Not all horses are "dog broke" and any horse can be unpredictable. Riders and horses are already under the pressures of competition. Vicariously, even the quietest, nicest dog can get carried away. A leash can break, or your normally quiet puppy may bark a lot in the excitement. In my opinion, the horse show is not a dog park. Enjoy the show, but leave the dog at home. Everyone, including the dog owner, would have greater peace of mind.
My own recent experience
I've had a lot of dog encounters trail riding. Most recently a loose dog approached us. "Oh, he likes horses!" the owner shouted from the yard. The dog suddenly bounded happily into Armani's back end. Before I could react, we were off like a bullet. In moments, we were a few hundred feet down the road with Fido snapping at our heels, Armani leaping and kicking, and the owner vainly calling "Fido!" behind us. After a ways, Fido finally got bored and jogged back to his master.
The point is, Fido "liked horses". Maybe his master has horses, or Fido has seen them before. But any dog can get carried away. Armani has seen lots and lots of dogs. But any horse can react quickly and without thinking.
At a recent show
I saw not one, not two, but three un-leashed dogs roaming around the warm-up ring. I didn't want to be a "Dressage Queen" by going to the office and causing a scene.

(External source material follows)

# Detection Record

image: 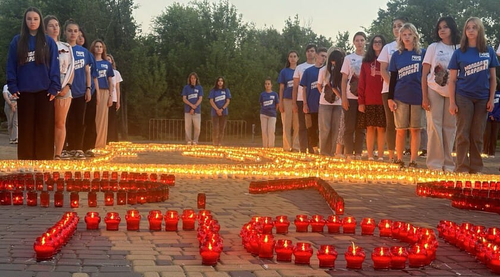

But concern for myself and my fellow competitors compelled me to act. I tried a more tactful (or passive-aggressive?) approach. I conversationally, but loud enough to be heard, spoke to a passing rider. "Good morning! Wow, a lot of dogs here today, huh? Does your horse like dogs?"
"Oh yes.", she said. "He's so quiet. They never faze him."
"Oh that's wonderful." I praised, "You're so lucky to have a horse like that." I started to raise my voice a few decibels, "I hope everyone's horse is used to dogs. Mine can sometimes get explosive if they get too close." I paused for effect before adding cheerfully, "He kicked one recently."
After I circled the warm-up two more times, I noticed all the dogs had mysteriously disappeared.